David H. Koch Institute for Integrative Cancer Research, Massachusetts Institute of Technology, Cambridge, Massachusetts 02139, USA.
Howard Hughes Medical Institute, Massachusetts Institute of Technology, Cambridge, Massachusetts 02139, USA.
Genes Dev. 2019 Aug 1;33(15-16):1031-1047. doi: 10.1101/gad.327494.119. Epub 2019 Jun 13.
Aneuploidy, a condition characterized by chromosome gains and losses, causes reduced fitness and numerous cellular stresses, including increased protein aggregation. Here, we identify protein complex stoichiometry imbalances as a major cause of protein aggregation in aneuploid cells. Subunits of protein complexes encoded on excess chromosomes aggregate in aneuploid cells, which is suppressed when expression of other subunits is coordinately altered. We further show that excess subunits are either degraded or aggregate and that protein aggregation is nearly as effective as protein degradation at lowering levels of excess proteins. Our study explains why proteotoxic stress is a universal feature of the aneuploid state and reveals protein aggregation as a form of dosage compensation to cope with disproportionate expression of protein complex subunits.

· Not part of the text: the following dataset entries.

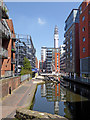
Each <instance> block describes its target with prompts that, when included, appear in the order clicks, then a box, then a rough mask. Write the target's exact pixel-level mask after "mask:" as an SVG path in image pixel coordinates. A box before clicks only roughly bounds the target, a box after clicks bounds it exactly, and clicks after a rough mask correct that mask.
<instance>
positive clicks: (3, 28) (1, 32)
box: [0, 19, 10, 39]
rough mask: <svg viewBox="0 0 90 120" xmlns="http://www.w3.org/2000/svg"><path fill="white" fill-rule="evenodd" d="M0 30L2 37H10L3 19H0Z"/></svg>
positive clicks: (8, 38)
mask: <svg viewBox="0 0 90 120" xmlns="http://www.w3.org/2000/svg"><path fill="white" fill-rule="evenodd" d="M0 31H1V33H2V38H7V39H10V29H9V27H8V24H7V22H6V20H5V19H4V20H2V21H0Z"/></svg>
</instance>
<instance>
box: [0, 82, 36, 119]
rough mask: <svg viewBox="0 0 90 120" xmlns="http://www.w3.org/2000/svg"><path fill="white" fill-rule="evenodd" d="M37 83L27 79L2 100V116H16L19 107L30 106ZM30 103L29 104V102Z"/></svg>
mask: <svg viewBox="0 0 90 120" xmlns="http://www.w3.org/2000/svg"><path fill="white" fill-rule="evenodd" d="M36 86H37V83H34V82H33V80H30V81H26V82H25V83H23V84H22V85H21V86H19V87H18V88H17V89H15V90H14V91H13V92H12V94H11V95H8V96H7V97H5V98H4V99H3V101H2V108H1V107H0V108H1V109H2V118H14V115H15V113H16V109H17V108H20V107H21V108H23V107H26V106H29V105H30V103H31V101H32V97H33V94H32V93H34V91H35V89H36ZM27 103H28V104H27Z"/></svg>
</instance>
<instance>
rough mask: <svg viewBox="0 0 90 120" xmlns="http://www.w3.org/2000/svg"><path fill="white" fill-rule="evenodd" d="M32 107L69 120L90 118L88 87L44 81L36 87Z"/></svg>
mask: <svg viewBox="0 0 90 120" xmlns="http://www.w3.org/2000/svg"><path fill="white" fill-rule="evenodd" d="M58 79H59V80H60V78H58ZM60 81H61V80H60ZM62 83H63V84H62ZM32 109H33V110H35V111H40V112H48V113H51V114H58V115H60V116H64V117H66V118H68V119H69V120H82V119H83V120H90V89H89V88H86V87H83V86H80V85H78V84H74V83H72V82H66V81H65V82H64V81H62V82H61V83H58V84H57V83H53V82H45V84H41V85H38V87H37V91H36V94H35V98H34V101H33V106H32Z"/></svg>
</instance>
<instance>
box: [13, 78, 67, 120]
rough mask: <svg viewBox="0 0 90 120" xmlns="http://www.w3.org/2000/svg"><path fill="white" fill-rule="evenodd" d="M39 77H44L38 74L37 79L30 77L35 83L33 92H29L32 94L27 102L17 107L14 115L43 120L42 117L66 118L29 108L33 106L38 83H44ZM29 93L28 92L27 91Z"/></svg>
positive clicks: (23, 117) (21, 118) (61, 116)
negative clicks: (42, 76) (35, 93)
mask: <svg viewBox="0 0 90 120" xmlns="http://www.w3.org/2000/svg"><path fill="white" fill-rule="evenodd" d="M39 79H42V80H43V79H44V77H42V76H39V77H37V79H32V81H33V84H35V85H36V87H35V89H34V91H33V93H31V94H32V95H31V96H30V98H29V100H30V101H28V103H27V104H26V105H25V106H24V107H23V108H18V109H17V110H16V115H15V117H16V118H17V119H20V120H22V119H25V120H26V119H30V120H43V119H48V120H52V119H54V120H67V119H66V118H65V117H62V116H59V115H56V114H54V115H53V114H50V113H46V112H39V111H33V110H30V109H31V108H32V106H33V100H34V98H35V93H36V90H37V86H38V85H40V84H44V83H45V82H44V81H42V80H39ZM29 94H30V93H29Z"/></svg>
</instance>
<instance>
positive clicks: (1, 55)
mask: <svg viewBox="0 0 90 120" xmlns="http://www.w3.org/2000/svg"><path fill="white" fill-rule="evenodd" d="M0 55H1V56H4V57H8V51H7V50H6V49H4V48H1V50H0Z"/></svg>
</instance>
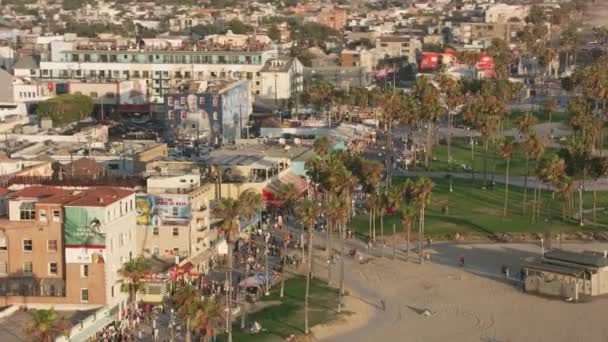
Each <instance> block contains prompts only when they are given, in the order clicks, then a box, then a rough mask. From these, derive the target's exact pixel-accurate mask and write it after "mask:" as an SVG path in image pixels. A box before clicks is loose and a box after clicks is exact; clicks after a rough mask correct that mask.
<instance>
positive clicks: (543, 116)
mask: <svg viewBox="0 0 608 342" xmlns="http://www.w3.org/2000/svg"><path fill="white" fill-rule="evenodd" d="M525 113H526V111H525V110H519V109H514V110H511V111H509V112H508V113H507V117H506V119H505V122H504V124H503V125H504V129H505V130H508V129H517V128H518V127H517V120H518V119H519V117H521V116H522V115H523V114H525ZM532 113H533V114H534V116H536V119H538V123H539V124H541V123H548V122H549V113H545V112H544V111H541V110H534V111H532ZM569 117H570V115H569V113H568V112H554V113H552V114H551V122H562V123H567V121H568V118H569Z"/></svg>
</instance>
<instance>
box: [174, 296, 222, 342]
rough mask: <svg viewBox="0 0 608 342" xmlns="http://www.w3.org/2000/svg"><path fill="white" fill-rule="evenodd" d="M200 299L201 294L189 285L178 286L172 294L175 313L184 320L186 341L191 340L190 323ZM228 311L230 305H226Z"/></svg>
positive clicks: (194, 312)
mask: <svg viewBox="0 0 608 342" xmlns="http://www.w3.org/2000/svg"><path fill="white" fill-rule="evenodd" d="M200 300H201V294H200V293H199V292H198V290H197V289H196V288H194V287H192V286H190V285H185V286H182V287H180V288H179V289H178V290H177V291H176V292H175V294H174V295H173V301H174V302H175V306H176V307H177V313H178V314H179V315H180V316H181V317H182V319H184V321H186V342H190V340H191V334H192V325H191V323H192V320H193V318H194V317H195V315H196V309H197V303H198V302H199V301H200ZM228 312H230V306H228Z"/></svg>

非整倍体,一种以染色体增益和缺失为特征的情况,导致适应性降低和许多细胞应激,包括蛋白质聚集增加。在这里,我们将蛋白质复合物的相对数量失衡确定为非整倍体细胞中蛋白质聚集的主要原因。在非整倍体细胞中,过量染色体编码的蛋白质复合物亚基聚集,当其他亚基的表达协调改变时,这种聚集被抑制。我们进一步表明,过量的亚基要么被降解,要么聚集,并且蛋白质聚集在降低过量蛋白水平方面几乎与蛋白降解一样有效。我们的研究解释了为什么蛋白毒性应激是非整倍体状态的普遍特征,并揭示了蛋白质聚集作为一种应对蛋白质复合物亚基不成比例表达的剂量补偿形式。